The funny thing—and this, for me, will always be his real legacy—is that those victories, as sweet and glorious as they were, both for him and the millions who loved him, seemed somehow beside the point. Federer, who had once appeared to represent a kind of luxury that is well out of the reach of most of us, came to symbolize something more approachable, a kind of sunny decency. He treated people well, in public and behind the scenes. He’d faced disappointment, and cried, and got on with it. He embraced his success and good fortune. “I’m happy I don’t have flashbacks at tough moments in my career,” he said on Wednesday, at a press conference ahead of his final match, at the Laver Cup. “I see more the happiness, me with trophy, me winning, me winning moments, and I’m happy that my brain allows me to think this way, because I know it’s not easy to push, sometimes, defeats and those things away.” Once, that might have seemed conceited; now it came off as an admirable way of being in the world. He loved his life: loved the travel, the competition. He loved tying his shoes before matches, he said, and putting on his bandana. (He did not love “the knots in my tummy.”) He loved the time with his family, the traditions. He loved the people.

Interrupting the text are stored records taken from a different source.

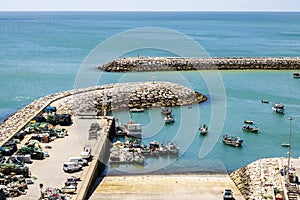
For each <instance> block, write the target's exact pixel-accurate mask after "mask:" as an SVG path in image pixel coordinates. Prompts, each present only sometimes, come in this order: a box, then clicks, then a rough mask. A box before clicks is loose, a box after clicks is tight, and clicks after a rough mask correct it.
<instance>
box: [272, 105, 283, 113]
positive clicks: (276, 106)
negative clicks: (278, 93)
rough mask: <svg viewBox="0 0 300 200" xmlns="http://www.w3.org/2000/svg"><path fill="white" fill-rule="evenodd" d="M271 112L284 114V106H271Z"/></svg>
mask: <svg viewBox="0 0 300 200" xmlns="http://www.w3.org/2000/svg"><path fill="white" fill-rule="evenodd" d="M272 110H273V111H275V112H276V113H280V114H284V105H283V104H280V103H275V104H274V105H273V106H272Z"/></svg>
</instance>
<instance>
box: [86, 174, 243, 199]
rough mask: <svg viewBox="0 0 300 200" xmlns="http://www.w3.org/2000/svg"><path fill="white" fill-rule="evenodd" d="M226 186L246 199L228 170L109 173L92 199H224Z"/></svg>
mask: <svg viewBox="0 0 300 200" xmlns="http://www.w3.org/2000/svg"><path fill="white" fill-rule="evenodd" d="M225 188H226V189H227V188H228V189H232V191H233V194H234V198H235V199H236V200H243V199H244V198H243V196H242V195H241V193H240V192H239V190H238V189H237V187H236V186H235V185H234V183H233V181H232V180H231V179H230V177H229V176H228V175H227V174H224V175H223V174H216V175H196V174H191V175H136V176H106V177H105V178H104V179H103V180H102V182H101V183H100V185H99V186H98V188H97V189H96V191H95V192H94V193H93V194H92V196H91V197H90V199H91V200H98V199H114V200H115V199H122V200H132V199H135V200H136V199H155V200H158V199H172V200H177V199H180V200H182V199H203V200H208V199H223V194H222V192H223V191H224V189H225Z"/></svg>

Federer and his management company created the Laver Cup—a round-robin-style event featuring some of the world’s top (or, at least, most marketable) players—a few years ago. He named it after Rod Laver, the elegant Australian champion, but it is, of course, an event in Federer’s own image. There are photo shoots of players in dapper tailored suits, a black-tie gala, an absurdly giant trophy. There is cheering from fellow-players, and camaraderie.